In this article, we will see how to build and run a docker container from the Dockerfile.

Let’s write an example Dockerfile which contains the instructions on how to build the Docker image.

# Use an official Python runtime as a parent image
FROM python:3.7-slim

# Set the working directory to /app
WORKDIR /app

# Copy the current directory contents into the container at /app
COPY . /app

# Install any needed packages specified in requirements.txt
RUN pip install --trusted-host pypi.python.org -r requirements.txt

# Make port 80 available to the world outside this container
EXPOSE 80

# Define environment variable
ENV NAME World

# Run app.py when the container launches
CMD ["python", "app.py"]

The above Dockerfile starts by setting an official Python 3.7 image, sets the working directory to /app, copies the current directory into the container, installs the packages specified in requirements.txt, exposes port 80, sets an environment variable, and finally runs app.py when the container launches.

Building the docker image

We can docker build command to build the docker image. This command takes the path of the Dockerfile as an argument and builds the Docker image based on the instructions specified in the Dockerfile.

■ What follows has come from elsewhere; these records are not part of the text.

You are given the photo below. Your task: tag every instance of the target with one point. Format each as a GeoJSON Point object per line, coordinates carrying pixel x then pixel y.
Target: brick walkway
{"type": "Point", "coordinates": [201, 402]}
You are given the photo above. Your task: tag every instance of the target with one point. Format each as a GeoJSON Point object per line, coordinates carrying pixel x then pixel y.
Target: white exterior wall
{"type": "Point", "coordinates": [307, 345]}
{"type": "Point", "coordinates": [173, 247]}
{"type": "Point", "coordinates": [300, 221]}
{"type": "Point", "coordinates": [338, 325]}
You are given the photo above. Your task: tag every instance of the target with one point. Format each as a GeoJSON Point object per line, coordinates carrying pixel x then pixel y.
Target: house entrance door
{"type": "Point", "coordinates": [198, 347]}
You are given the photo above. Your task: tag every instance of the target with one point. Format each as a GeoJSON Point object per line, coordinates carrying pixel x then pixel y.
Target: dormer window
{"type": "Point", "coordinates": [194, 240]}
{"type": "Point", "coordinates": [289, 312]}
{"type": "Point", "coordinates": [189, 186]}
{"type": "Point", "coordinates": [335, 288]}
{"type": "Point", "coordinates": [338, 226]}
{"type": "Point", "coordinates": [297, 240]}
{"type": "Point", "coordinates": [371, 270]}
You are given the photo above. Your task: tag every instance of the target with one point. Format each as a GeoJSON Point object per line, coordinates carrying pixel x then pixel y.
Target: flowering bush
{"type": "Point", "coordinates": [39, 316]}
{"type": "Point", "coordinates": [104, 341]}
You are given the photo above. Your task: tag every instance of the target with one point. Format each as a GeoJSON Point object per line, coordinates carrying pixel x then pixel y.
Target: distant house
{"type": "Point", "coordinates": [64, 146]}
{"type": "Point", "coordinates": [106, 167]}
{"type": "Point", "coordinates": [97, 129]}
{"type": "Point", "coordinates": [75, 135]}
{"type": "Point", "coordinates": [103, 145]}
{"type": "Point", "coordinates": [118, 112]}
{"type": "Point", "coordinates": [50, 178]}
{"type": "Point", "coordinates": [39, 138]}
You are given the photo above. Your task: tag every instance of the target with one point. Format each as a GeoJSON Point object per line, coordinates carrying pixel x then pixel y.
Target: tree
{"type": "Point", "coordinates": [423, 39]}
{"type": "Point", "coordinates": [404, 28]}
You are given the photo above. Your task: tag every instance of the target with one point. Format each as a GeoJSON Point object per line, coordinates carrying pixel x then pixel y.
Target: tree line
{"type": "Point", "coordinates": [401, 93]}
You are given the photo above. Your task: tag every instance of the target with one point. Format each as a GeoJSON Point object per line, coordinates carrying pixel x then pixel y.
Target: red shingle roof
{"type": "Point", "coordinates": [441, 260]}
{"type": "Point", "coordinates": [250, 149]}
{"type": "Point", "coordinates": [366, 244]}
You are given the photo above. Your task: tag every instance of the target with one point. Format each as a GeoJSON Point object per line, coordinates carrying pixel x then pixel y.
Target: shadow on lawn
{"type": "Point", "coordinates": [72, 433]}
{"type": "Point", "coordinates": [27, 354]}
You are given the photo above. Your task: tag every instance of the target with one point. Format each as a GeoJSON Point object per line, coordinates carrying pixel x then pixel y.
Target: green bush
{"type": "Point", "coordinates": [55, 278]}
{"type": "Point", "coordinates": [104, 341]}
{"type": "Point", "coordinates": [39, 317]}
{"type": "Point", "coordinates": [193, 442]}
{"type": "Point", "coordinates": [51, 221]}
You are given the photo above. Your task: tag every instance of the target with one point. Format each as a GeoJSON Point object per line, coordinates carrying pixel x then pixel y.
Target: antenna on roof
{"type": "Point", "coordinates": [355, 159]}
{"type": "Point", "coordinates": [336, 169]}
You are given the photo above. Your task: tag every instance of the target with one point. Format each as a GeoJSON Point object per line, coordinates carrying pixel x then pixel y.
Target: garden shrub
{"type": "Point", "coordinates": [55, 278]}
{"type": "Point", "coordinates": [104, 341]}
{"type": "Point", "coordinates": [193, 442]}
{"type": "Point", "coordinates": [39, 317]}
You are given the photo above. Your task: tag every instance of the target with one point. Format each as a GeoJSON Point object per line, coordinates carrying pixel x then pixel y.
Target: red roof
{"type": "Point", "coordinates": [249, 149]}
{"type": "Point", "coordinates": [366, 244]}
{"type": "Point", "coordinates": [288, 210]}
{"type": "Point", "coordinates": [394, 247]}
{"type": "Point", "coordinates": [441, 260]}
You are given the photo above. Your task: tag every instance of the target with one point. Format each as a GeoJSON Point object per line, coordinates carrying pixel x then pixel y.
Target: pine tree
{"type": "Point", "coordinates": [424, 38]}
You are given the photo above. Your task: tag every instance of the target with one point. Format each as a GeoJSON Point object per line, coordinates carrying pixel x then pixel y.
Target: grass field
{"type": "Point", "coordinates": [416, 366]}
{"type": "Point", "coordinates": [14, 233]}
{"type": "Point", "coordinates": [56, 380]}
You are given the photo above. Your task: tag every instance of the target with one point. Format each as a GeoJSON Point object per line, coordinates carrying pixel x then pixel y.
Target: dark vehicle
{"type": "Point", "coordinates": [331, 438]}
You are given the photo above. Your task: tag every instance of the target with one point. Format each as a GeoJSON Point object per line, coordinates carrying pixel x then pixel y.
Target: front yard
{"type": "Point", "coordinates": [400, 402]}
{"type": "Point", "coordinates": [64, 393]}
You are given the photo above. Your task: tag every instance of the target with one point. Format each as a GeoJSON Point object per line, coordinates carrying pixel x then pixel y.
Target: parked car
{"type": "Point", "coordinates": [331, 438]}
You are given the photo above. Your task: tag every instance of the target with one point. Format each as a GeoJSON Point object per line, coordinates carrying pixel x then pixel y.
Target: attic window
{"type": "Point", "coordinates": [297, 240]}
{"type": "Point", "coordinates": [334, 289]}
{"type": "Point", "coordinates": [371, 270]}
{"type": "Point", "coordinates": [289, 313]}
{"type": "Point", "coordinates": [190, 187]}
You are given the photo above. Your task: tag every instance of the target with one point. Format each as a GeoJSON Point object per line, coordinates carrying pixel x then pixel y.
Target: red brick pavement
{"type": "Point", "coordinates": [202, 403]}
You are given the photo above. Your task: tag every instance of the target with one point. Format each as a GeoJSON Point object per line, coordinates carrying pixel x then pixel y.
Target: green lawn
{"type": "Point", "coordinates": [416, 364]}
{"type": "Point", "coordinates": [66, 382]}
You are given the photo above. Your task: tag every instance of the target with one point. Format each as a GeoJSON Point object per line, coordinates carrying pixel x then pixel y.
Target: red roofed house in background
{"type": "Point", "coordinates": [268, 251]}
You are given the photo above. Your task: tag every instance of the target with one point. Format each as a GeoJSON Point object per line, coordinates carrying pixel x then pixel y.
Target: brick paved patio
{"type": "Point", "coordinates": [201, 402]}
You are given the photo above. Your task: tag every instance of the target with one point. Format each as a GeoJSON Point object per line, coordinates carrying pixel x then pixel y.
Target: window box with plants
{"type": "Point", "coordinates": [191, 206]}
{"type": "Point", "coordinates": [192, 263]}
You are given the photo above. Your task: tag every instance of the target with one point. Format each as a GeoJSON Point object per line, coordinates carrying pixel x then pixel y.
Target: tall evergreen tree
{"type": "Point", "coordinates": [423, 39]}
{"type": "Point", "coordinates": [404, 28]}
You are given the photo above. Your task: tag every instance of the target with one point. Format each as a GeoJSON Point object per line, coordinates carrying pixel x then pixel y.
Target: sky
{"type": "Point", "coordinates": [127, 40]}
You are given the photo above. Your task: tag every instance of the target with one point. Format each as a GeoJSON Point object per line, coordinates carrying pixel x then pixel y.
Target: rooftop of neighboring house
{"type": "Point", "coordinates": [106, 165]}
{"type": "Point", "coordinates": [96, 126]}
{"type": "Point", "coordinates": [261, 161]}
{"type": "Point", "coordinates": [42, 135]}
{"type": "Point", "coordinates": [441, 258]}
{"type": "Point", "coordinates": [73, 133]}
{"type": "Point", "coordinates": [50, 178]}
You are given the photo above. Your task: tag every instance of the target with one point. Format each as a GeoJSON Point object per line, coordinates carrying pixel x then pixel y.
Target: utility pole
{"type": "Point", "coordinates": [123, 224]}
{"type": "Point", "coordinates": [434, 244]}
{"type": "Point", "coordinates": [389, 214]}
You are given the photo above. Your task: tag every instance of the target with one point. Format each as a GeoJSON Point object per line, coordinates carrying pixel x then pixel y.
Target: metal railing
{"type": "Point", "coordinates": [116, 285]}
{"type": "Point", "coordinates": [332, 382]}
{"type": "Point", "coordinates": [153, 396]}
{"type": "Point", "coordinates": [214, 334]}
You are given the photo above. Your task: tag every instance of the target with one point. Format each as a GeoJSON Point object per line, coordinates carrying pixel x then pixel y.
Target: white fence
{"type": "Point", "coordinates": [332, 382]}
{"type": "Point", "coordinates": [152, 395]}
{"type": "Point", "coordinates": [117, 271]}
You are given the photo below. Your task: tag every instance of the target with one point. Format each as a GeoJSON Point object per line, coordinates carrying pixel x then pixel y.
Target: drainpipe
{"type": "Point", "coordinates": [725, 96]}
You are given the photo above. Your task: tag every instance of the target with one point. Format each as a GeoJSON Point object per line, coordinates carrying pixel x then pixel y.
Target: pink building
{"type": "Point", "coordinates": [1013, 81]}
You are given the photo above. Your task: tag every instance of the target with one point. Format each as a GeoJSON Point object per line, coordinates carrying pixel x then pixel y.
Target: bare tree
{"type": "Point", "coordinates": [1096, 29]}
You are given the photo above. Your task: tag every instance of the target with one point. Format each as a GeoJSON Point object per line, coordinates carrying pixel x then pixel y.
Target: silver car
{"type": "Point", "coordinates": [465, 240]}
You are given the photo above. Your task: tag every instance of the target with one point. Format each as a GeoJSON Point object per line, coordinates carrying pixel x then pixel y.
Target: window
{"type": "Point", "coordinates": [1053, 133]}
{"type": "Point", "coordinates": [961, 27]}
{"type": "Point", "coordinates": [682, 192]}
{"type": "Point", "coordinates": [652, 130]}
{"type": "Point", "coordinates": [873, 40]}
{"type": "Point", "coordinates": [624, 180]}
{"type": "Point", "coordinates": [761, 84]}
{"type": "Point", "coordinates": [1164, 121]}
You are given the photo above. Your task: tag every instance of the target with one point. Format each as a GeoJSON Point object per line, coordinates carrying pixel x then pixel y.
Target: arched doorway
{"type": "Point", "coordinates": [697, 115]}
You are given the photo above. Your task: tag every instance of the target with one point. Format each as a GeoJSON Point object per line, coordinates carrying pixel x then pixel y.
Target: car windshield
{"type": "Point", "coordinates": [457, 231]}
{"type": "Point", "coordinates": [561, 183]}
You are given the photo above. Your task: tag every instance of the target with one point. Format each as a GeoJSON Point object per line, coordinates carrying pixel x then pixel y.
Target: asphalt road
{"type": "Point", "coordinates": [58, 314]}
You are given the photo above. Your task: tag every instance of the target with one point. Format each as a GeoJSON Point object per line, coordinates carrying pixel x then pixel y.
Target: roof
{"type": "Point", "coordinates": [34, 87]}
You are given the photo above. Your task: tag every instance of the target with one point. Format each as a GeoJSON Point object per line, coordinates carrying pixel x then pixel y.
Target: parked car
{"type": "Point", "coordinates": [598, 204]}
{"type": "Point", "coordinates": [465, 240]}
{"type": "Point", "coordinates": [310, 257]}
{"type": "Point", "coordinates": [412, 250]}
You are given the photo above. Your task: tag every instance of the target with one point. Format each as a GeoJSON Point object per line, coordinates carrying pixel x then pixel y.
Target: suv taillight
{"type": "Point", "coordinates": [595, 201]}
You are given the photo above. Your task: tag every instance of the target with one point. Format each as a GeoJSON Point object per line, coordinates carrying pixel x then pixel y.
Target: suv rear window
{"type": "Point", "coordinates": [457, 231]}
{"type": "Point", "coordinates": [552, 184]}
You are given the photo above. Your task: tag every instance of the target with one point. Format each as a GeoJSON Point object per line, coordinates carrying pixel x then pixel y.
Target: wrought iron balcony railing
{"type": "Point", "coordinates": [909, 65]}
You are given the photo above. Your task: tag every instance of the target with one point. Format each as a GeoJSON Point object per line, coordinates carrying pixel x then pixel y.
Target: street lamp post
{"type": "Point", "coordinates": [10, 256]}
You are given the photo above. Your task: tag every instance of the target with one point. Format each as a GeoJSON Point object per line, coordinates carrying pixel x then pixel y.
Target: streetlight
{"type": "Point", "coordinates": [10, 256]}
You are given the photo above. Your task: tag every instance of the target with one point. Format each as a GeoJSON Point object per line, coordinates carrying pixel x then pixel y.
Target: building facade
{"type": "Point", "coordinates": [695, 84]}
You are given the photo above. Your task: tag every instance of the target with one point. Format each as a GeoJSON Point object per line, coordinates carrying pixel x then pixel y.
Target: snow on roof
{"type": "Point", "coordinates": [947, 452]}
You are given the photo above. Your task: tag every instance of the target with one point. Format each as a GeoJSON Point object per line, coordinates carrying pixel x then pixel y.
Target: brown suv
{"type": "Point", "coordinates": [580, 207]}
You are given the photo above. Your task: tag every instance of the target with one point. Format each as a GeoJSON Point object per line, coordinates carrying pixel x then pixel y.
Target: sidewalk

docker build -t my-flask-app .

The -t option in the above command tells about the name of the docker image and “.” indicates the location of the docker file which is nothing but the current directory.

Run the Docker container

Once the Docker image is built, we can use the docker run command to create and run the Docker container from the Docker image. Following is the command to run the docker container.

docker run -p 4000:80 my-flask-app

In the above command, -p specifies the port mapping i.e. port 4000 on the host machine is mapped to port 80 in the container and my-flask-app is the name of the Docker image.